Just hot enough to burn, then, Your Majesty. Montrose suppressed a smile at recognizing the quotation. He’d been told it wasn’t original to Stearns, but the sentiment lost nothing for its lack of originality. “I shall need a broad power to act where those outside the Kirk seek to use it as excuse for their own particular schemes, Your Majesty.”
“You shall have it. Mind that We hope to hear only silence from north of the Tweed, in all things sacred and secular.”
“I shall give my utmost to oblige Your Majesty in that regard,” Montrose said, wondering how in the name of God he was expected to keep Campbell of Argyll quiet. The man was no staunch presbyterian, but anything that brought royal power closer to Scotland, where he was far and away the most powerful man for all he wasn’t technically the earl yet, was going to have the man causing trouble on general principles. And he’d surely have read the future history in which he was executed for treason for doing just that, for almost exactly those reasons. The only reason the man hadn’t spent the last few years in the Tower was the aforementioned power. Montrose had the sinking feeling that if he couldn’t get Campbell on his side quickly, he’d have to get working on the highlanders and just go straight to war. It would undoubtedly be a great saving of time if nothing else. And throughout he’d be sticking up for the blasted prelates, whom he’d no time for.
“We have the uttermost confidence in your lordship,” Charles Stuart said. “My lord Cork, you have some matters to bring to Our dear friend Montrose’s attention?”
Cork harrumphed, and beckoned to one of the small cloud of clerks and attendants lurking in the shadowy side of the room, away from the window. “That I have.”

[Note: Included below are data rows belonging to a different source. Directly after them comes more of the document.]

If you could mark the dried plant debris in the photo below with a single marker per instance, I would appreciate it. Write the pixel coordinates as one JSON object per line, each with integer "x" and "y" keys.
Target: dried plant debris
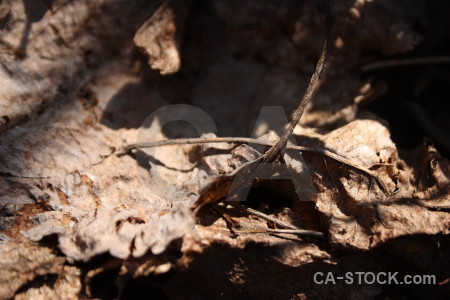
{"x": 82, "y": 196}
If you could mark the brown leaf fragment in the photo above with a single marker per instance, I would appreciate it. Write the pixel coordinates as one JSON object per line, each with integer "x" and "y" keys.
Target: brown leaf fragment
{"x": 159, "y": 36}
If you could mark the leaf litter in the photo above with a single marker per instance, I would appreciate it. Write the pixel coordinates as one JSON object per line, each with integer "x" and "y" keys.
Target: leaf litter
{"x": 66, "y": 173}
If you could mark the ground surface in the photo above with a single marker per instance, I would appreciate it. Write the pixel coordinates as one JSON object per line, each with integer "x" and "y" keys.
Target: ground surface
{"x": 80, "y": 81}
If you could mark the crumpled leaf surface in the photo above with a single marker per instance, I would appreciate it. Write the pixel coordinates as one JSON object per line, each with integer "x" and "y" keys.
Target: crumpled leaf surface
{"x": 75, "y": 90}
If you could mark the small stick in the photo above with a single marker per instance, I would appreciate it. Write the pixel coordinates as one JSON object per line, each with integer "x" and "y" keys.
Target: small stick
{"x": 263, "y": 216}
{"x": 279, "y": 147}
{"x": 242, "y": 140}
{"x": 299, "y": 232}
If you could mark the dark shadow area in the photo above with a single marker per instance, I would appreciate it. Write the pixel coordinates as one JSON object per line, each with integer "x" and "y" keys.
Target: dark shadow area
{"x": 34, "y": 10}
{"x": 256, "y": 272}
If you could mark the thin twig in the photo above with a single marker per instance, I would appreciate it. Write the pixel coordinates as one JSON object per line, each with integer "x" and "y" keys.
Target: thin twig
{"x": 262, "y": 215}
{"x": 299, "y": 232}
{"x": 276, "y": 149}
{"x": 406, "y": 62}
{"x": 242, "y": 140}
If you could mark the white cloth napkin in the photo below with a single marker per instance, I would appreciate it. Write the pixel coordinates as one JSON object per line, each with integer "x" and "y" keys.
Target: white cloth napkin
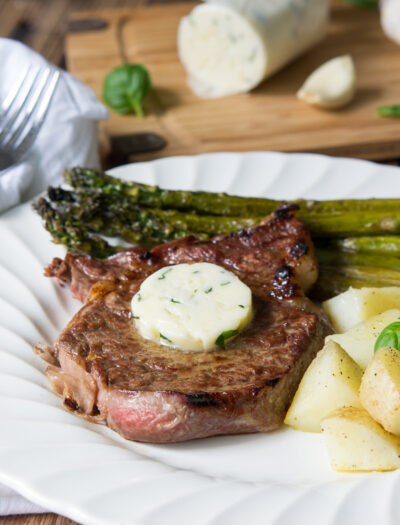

He took a leather portfolio from the clerk who’d stepped forward, and waved the man back to his spot. He opened the papers, licked a thumb and took a deep breath. “First and foremost, His Majesty is concerned regarding the various peers of Scotland and other, lesser notables currently serving overseas. They were given leave to take up arms in the Protestant cause in the Germanies, under Denmark, and, largely through want of objection on His Majesty’s part, under Sweden. It now appears that they are serving, whether formally or not, the armed forces of the new United States of Europe. His Majesty is concerned that in so doing they serve the anarchistic principle of freedom of religion, in peril of their souls and to the prejudice of the good order of His Majesty’s realm in the event of their return. His Majesty desires that you be in communication with all such of the rank of knight or greater to secure from them sureties that their services are purely in the Protestant cause, failing which they are to return to their home estates on penalty of fines in the first instance with the prospect of forfeiture for those persisting in their default.”
Montrose nodded. There was always going to be a problem with the returning veterans of the wars in Europe, one that would require careful handling to ensure that such men saw nothing that got in the way of them returning to a warrior’s repose on their own lands. It would be distressingly easy for men accustomed to serving together abroad to band together at home if they felt that there was aught to remedy by force of arms to secure a retirement they felt was quiet enough. How like Charles Stuart to look for a source of fines in their return if it was in any way tardy.